If a husband is motivated by his pain and not yours, then you’ve got to think through how to help him experience that pain—pain not caused by you, but as a consequence of his actions. This is such a crucial distinction: you are not to intentionally cause him pain; rather, you’re stopping your previous practice of rescuing him from the painful consequences of the foolish choices he is making. ...Gary Thomas, Counselor.
WOW! I have thought often about whether my H would be happier living with someone else. Someone who knew how to handle/manage him. I had turned into a resentful complainer. I thought that there must be someone out there who would have the right attitude, the right perspective the right "way to be" to be a complement to his life and "live happily ever after" with him. I thought I just didn't know how to BE with him. At the core of that belief, that there is someone out there who could do better than me with him, is this - That he must feel the consequence of his actions. Not my punishments or my criticisms but the pain of the consequence of his actions.

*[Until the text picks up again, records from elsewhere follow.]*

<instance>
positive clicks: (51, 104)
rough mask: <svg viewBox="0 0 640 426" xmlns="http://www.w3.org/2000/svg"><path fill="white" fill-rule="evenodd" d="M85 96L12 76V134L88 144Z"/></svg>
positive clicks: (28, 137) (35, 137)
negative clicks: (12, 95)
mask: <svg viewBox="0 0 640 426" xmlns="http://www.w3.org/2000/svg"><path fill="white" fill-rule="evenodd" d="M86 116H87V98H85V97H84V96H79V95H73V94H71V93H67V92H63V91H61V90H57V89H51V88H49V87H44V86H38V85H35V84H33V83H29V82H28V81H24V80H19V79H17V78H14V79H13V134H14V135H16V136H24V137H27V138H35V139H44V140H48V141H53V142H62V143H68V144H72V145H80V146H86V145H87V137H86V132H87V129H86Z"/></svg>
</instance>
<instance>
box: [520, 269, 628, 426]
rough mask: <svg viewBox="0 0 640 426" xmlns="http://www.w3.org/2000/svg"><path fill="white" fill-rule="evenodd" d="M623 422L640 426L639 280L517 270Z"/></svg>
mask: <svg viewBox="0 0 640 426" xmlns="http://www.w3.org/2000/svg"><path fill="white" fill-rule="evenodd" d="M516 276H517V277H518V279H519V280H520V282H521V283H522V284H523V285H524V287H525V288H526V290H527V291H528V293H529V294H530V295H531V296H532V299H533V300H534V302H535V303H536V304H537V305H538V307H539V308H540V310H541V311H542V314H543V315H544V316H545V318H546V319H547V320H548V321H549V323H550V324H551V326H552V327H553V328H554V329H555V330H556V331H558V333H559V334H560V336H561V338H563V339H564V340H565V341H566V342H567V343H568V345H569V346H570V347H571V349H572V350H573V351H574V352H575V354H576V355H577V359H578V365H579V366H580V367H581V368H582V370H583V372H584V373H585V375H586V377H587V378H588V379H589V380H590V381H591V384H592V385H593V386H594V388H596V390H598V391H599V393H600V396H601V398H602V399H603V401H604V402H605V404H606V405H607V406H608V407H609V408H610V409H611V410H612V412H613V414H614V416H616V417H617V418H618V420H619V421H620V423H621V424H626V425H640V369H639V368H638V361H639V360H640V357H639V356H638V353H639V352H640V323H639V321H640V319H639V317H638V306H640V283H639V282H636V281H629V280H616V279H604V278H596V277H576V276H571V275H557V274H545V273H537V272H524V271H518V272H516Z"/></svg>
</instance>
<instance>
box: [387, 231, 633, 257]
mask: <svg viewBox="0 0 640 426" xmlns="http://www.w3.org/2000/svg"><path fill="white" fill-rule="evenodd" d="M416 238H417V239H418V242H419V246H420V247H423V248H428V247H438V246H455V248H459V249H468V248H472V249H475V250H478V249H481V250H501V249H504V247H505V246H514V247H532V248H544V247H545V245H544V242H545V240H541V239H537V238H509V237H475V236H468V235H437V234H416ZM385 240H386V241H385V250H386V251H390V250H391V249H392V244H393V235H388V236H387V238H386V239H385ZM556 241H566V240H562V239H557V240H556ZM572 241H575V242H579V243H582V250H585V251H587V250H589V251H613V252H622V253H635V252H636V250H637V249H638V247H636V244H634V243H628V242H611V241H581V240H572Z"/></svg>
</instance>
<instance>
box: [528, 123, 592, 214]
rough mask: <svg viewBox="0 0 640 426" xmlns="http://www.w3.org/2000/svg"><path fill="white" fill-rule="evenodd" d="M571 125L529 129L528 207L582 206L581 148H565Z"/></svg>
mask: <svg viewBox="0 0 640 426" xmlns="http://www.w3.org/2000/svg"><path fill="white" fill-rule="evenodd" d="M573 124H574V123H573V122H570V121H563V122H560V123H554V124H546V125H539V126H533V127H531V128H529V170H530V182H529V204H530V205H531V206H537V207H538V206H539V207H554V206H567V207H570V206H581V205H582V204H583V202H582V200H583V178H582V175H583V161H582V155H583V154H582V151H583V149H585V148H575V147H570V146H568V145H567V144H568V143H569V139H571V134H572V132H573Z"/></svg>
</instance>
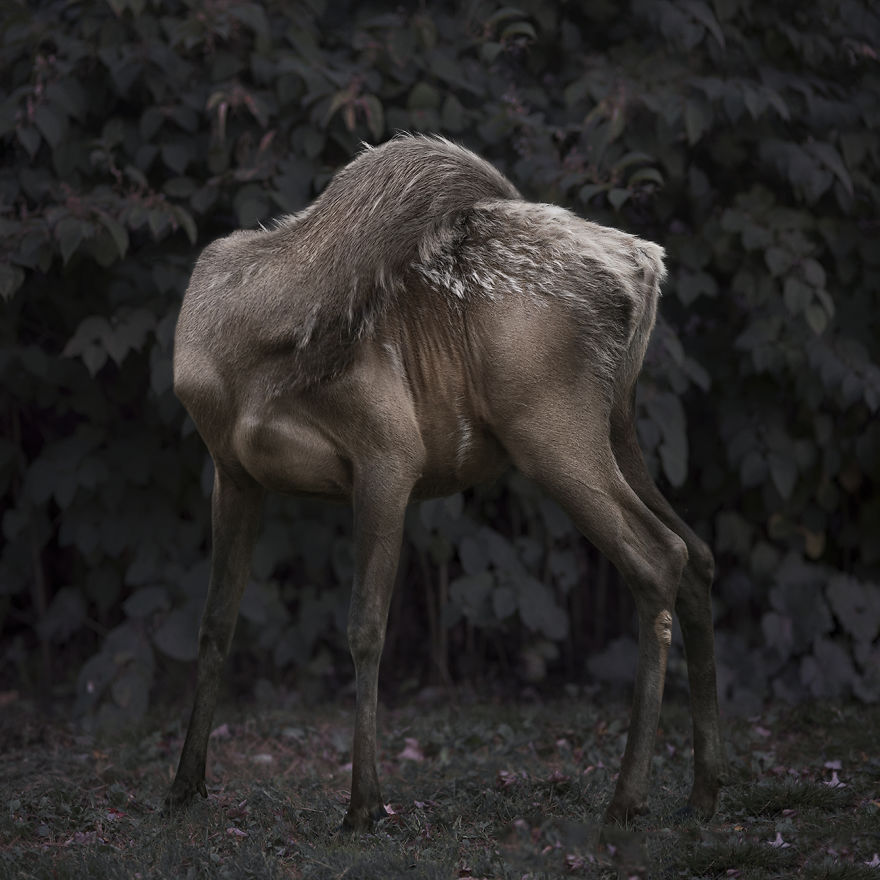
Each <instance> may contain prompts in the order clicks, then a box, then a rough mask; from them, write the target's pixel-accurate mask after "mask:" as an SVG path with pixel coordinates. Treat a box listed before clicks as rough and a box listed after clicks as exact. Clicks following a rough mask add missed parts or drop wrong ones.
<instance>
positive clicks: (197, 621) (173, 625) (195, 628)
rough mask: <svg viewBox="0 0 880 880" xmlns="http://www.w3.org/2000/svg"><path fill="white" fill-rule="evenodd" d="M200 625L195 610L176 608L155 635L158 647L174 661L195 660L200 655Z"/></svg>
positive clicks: (192, 609)
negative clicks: (199, 642) (172, 659)
mask: <svg viewBox="0 0 880 880" xmlns="http://www.w3.org/2000/svg"><path fill="white" fill-rule="evenodd" d="M198 637H199V625H198V618H197V616H196V613H195V609H194V608H192V607H190V606H187V607H186V608H176V609H174V611H172V612H171V613H170V614H169V615H168V617H166V618H165V620H164V622H163V623H162V625H161V626H160V627H159V628H158V629H157V630H156V632H155V633H154V634H153V642H154V643H155V645H156V647H157V648H158V649H159V650H160V651H161V652H162V653H163V654H166V655H167V656H169V657H171V658H173V659H174V660H184V661H189V660H195V659H196V655H197V654H198V640H199V639H198Z"/></svg>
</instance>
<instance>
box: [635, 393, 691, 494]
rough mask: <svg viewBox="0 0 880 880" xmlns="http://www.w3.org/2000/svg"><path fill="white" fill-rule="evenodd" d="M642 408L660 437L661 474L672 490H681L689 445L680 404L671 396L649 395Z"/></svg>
mask: <svg viewBox="0 0 880 880" xmlns="http://www.w3.org/2000/svg"><path fill="white" fill-rule="evenodd" d="M645 407H646V409H647V410H648V413H649V415H650V416H651V419H652V421H653V422H654V424H655V425H656V426H657V427H658V428H659V429H660V433H661V434H662V435H663V442H662V443H661V444H660V448H659V452H660V461H661V463H662V464H663V471H664V473H665V474H666V477H667V479H668V480H669V482H670V483H672V485H673V486H681V485H682V484H683V483H684V481H685V479H686V477H687V462H688V442H687V434H686V432H685V417H684V407H683V406H682V405H681V400H680V399H679V398H678V397H677V396H676V395H675V394H672V393H670V392H663V393H660V394H652V395H650V396H648V397H647V398H646V400H645Z"/></svg>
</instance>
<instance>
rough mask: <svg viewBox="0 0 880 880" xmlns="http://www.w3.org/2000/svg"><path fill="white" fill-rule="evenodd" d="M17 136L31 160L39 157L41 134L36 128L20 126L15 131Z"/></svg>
mask: <svg viewBox="0 0 880 880" xmlns="http://www.w3.org/2000/svg"><path fill="white" fill-rule="evenodd" d="M15 136H16V137H17V138H18V140H19V142H20V143H21V145H22V146H23V147H24V148H25V149H26V150H27V152H28V155H29V156H30V157H31V158H33V157H34V156H36V155H37V150H39V149H40V133H39V132H38V131H37V130H36V129H35V128H31V127H30V126H27V125H20V126H18V127H17V128H16V129H15Z"/></svg>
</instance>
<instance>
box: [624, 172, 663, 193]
mask: <svg viewBox="0 0 880 880" xmlns="http://www.w3.org/2000/svg"><path fill="white" fill-rule="evenodd" d="M646 181H647V182H649V183H656V184H657V186H663V183H664V180H663V175H662V174H661V173H660V172H659V171H658V170H657V169H656V168H639V170H638V171H635V172H633V174H632V175H630V178H629V180H628V181H627V184H626V185H627V187H630V188H631V187H633V186H635V185H636V184H637V183H644V182H646Z"/></svg>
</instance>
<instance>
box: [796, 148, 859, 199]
mask: <svg viewBox="0 0 880 880" xmlns="http://www.w3.org/2000/svg"><path fill="white" fill-rule="evenodd" d="M806 148H807V150H809V152H811V153H812V154H813V155H814V156H815V157H816V158H817V159H819V161H820V162H822V164H823V165H825V166H826V167H827V168H828V170H829V171H831V172H832V173H833V174H834V175H835V176H836V177H837V179H838V180H839V181H840V182H841V183H842V184H843V186H844V188H845V189H846V191H847V192H848V193H849V194H850V195H852V194H853V185H852V178H851V177H850V176H849V171H847V169H846V165H844V164H843V159H841V157H840V153H838V152H837V149H836V148H835V147H834V146H833V145H832V144H829V143H825V142H823V141H809V142H808V143H807V145H806Z"/></svg>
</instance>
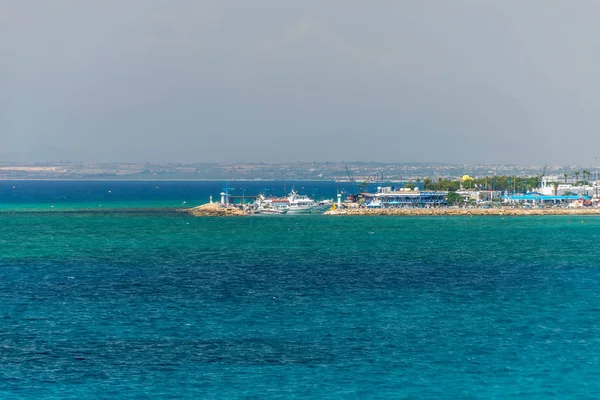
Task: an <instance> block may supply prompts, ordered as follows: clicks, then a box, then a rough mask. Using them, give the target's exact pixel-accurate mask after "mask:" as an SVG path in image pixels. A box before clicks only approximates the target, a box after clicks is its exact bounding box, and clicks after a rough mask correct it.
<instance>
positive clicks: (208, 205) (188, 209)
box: [179, 203, 249, 217]
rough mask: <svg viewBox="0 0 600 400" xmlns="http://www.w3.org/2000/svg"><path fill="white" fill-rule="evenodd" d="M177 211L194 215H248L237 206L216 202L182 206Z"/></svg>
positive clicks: (219, 215) (206, 216) (233, 215)
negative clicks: (181, 208) (190, 206)
mask: <svg viewBox="0 0 600 400" xmlns="http://www.w3.org/2000/svg"><path fill="white" fill-rule="evenodd" d="M179 211H182V212H186V213H188V214H192V215H193V216H195V217H237V216H244V215H249V214H248V213H247V212H245V211H242V210H240V209H239V208H237V207H233V206H222V205H220V204H218V203H208V204H203V205H201V206H198V207H194V208H182V209H180V210H179Z"/></svg>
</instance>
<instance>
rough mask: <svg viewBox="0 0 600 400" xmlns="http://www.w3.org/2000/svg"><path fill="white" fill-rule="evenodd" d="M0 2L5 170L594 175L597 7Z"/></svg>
mask: <svg viewBox="0 0 600 400" xmlns="http://www.w3.org/2000/svg"><path fill="white" fill-rule="evenodd" d="M376 4H377V5H374V4H373V3H365V2H360V1H345V2H326V3H323V2H317V1H313V0H308V1H305V2H302V3H287V2H286V3H283V2H279V1H276V0H257V1H254V2H248V3H239V2H233V1H230V0H223V1H216V0H215V1H211V0H198V1H193V0H182V1H178V2H164V1H160V0H145V1H141V0H138V1H125V2H123V1H116V0H107V1H103V2H94V1H79V0H55V1H52V2H34V1H28V0H23V1H19V2H13V1H8V0H0V88H1V89H0V162H3V161H13V162H36V161H39V162H45V161H50V160H54V161H57V160H73V161H86V162H109V163H110V162H134V163H138V162H159V163H160V162H163V163H164V162H174V163H194V162H219V163H235V162H239V163H244V162H265V163H278V162H300V161H307V160H312V161H314V162H326V161H332V162H336V161H342V160H356V161H367V162H368V161H372V162H398V163H409V162H423V163H428V162H431V163H445V164H494V165H505V164H517V165H545V164H549V165H593V164H594V163H595V158H596V157H598V156H600V134H599V133H598V131H599V130H600V129H599V125H600V98H599V97H598V93H600V80H599V78H598V77H597V71H599V70H600V48H599V47H598V46H597V38H598V37H600V26H598V24H597V21H598V20H600V3H598V2H596V1H593V0H582V1H579V2H577V3H572V2H566V1H541V0H532V1H529V2H513V1H506V2H492V1H479V0H477V1H475V0H472V1H467V0H456V1H453V2H442V1H428V0H424V1H406V2H393V1H384V0H382V1H380V2H377V3H376Z"/></svg>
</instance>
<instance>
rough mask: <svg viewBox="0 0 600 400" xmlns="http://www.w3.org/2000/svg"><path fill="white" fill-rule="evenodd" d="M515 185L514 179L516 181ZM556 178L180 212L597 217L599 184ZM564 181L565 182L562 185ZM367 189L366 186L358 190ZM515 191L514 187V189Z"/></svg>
mask: <svg viewBox="0 0 600 400" xmlns="http://www.w3.org/2000/svg"><path fill="white" fill-rule="evenodd" d="M517 179H518V178H517ZM556 179H557V177H542V178H541V179H540V181H539V187H535V188H529V189H528V190H523V191H517V190H512V191H508V190H495V189H494V188H489V187H488V186H487V185H486V186H483V185H482V186H477V184H475V183H474V181H475V179H474V178H471V177H470V176H467V175H465V176H463V177H462V178H461V179H460V180H459V182H458V187H457V190H435V188H433V189H432V188H428V189H425V188H422V187H419V186H418V185H411V184H403V185H399V186H377V187H376V188H375V189H374V190H370V191H368V190H363V191H357V192H356V193H353V194H349V193H347V192H344V193H343V194H342V193H339V192H338V193H337V195H336V198H335V199H333V198H325V199H321V200H315V199H314V196H313V197H311V196H308V195H306V194H301V193H299V192H298V191H296V190H295V189H292V190H291V191H290V192H289V193H288V194H287V195H286V196H280V197H277V196H267V195H266V194H265V193H259V194H258V195H252V196H247V195H245V193H244V195H243V196H232V195H231V193H230V190H229V188H228V187H226V188H224V190H223V191H222V192H221V193H220V199H219V201H213V198H212V196H211V197H210V199H209V203H208V204H204V205H201V206H198V207H191V208H185V209H182V210H181V211H185V212H188V213H190V214H192V215H194V216H249V215H294V214H319V215H321V214H323V215H413V216H419V215H427V216H438V215H439V216H449V215H457V216H458V215H466V216H473V215H598V214H600V206H599V205H600V195H599V194H598V193H599V188H600V183H599V182H598V181H595V182H588V181H585V182H573V183H567V182H564V183H562V184H557V180H556ZM565 181H566V179H565ZM363 189H366V186H364V187H363ZM515 189H516V187H515Z"/></svg>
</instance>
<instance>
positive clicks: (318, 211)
mask: <svg viewBox="0 0 600 400" xmlns="http://www.w3.org/2000/svg"><path fill="white" fill-rule="evenodd" d="M287 198H288V202H289V209H288V214H311V213H321V212H324V211H325V210H327V209H328V208H330V207H331V205H332V204H333V200H324V201H321V202H316V201H314V200H313V199H311V198H310V197H308V196H307V195H304V194H298V193H297V192H296V191H295V190H293V189H292V191H291V193H290V194H289V195H288V197H287Z"/></svg>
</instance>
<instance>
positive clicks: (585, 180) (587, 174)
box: [583, 169, 590, 185]
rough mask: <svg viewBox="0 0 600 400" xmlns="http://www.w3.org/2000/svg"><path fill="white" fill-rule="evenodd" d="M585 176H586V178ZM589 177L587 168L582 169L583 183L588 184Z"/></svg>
mask: <svg viewBox="0 0 600 400" xmlns="http://www.w3.org/2000/svg"><path fill="white" fill-rule="evenodd" d="M586 176H587V178H586ZM589 179H590V171H588V170H587V169H584V170H583V180H584V181H585V184H586V185H587V184H588V181H589Z"/></svg>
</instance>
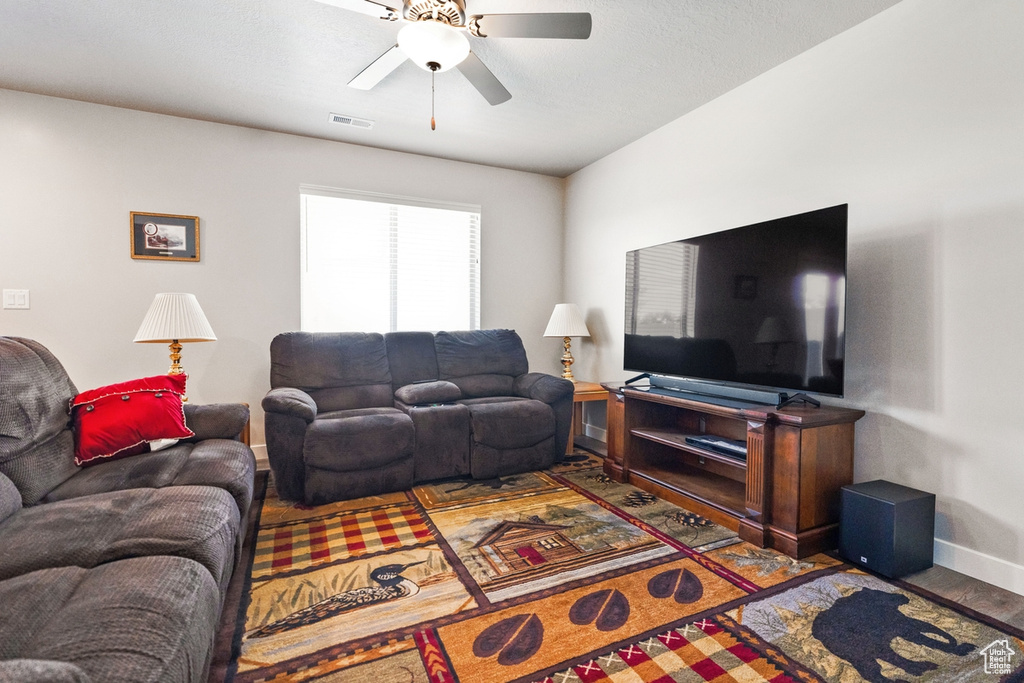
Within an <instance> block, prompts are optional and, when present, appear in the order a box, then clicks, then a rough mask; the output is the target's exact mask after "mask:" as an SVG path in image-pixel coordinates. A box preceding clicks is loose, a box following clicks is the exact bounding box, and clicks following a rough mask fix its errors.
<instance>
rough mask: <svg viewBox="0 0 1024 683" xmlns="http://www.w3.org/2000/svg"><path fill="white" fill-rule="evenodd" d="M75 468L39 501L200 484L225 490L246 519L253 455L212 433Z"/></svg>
mask: <svg viewBox="0 0 1024 683" xmlns="http://www.w3.org/2000/svg"><path fill="white" fill-rule="evenodd" d="M75 469H76V470H77V472H78V473H77V474H76V475H75V476H73V477H72V478H70V479H68V480H67V481H65V482H63V483H62V484H60V485H59V486H57V487H56V488H54V489H53V490H51V492H50V493H49V494H47V495H46V497H45V498H44V499H43V502H46V503H52V502H54V501H65V500H69V499H72V498H80V497H82V496H92V495H93V494H104V493H108V492H113V490H124V489H126V488H163V487H165V486H188V485H197V486H204V485H205V486H216V487H218V488H223V489H224V490H226V492H227V493H228V494H230V495H231V498H233V499H234V502H236V504H237V505H238V507H239V513H240V515H241V518H242V519H247V515H248V514H249V504H250V503H251V502H252V497H253V478H254V476H255V473H256V459H255V457H254V456H253V453H252V451H250V450H249V446H247V445H245V444H244V443H241V442H240V441H233V440H229V439H222V438H214V439H207V440H205V441H201V442H199V443H178V444H177V445H175V446H173V447H170V449H167V450H165V451H158V452H156V453H145V454H142V455H140V456H135V457H134V458H125V459H124V460H115V461H113V462H102V463H99V464H98V465H94V466H92V467H86V468H75Z"/></svg>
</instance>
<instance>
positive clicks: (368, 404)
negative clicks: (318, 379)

I know that this is the panacea of many of us spouses of analyzing and chaos and desires. That the ADDer become aware and changes. We can't make them change. But we don't have to rescue them from their own pain of their actions. We don't have to be the fall guy for everyone in the family. We don't have to hush it up, dress it up or put up with things that are unacceptable. We can structure our family to turn things around so that the criminal feels the pain of his own crime. So that the children and wife do not have to feel the pain of a parent's irresponsibility/name calling/verbal blaming. But step outside the cycle of enablement and silence and let the blowout happen.
How do we do that? I'm working on that.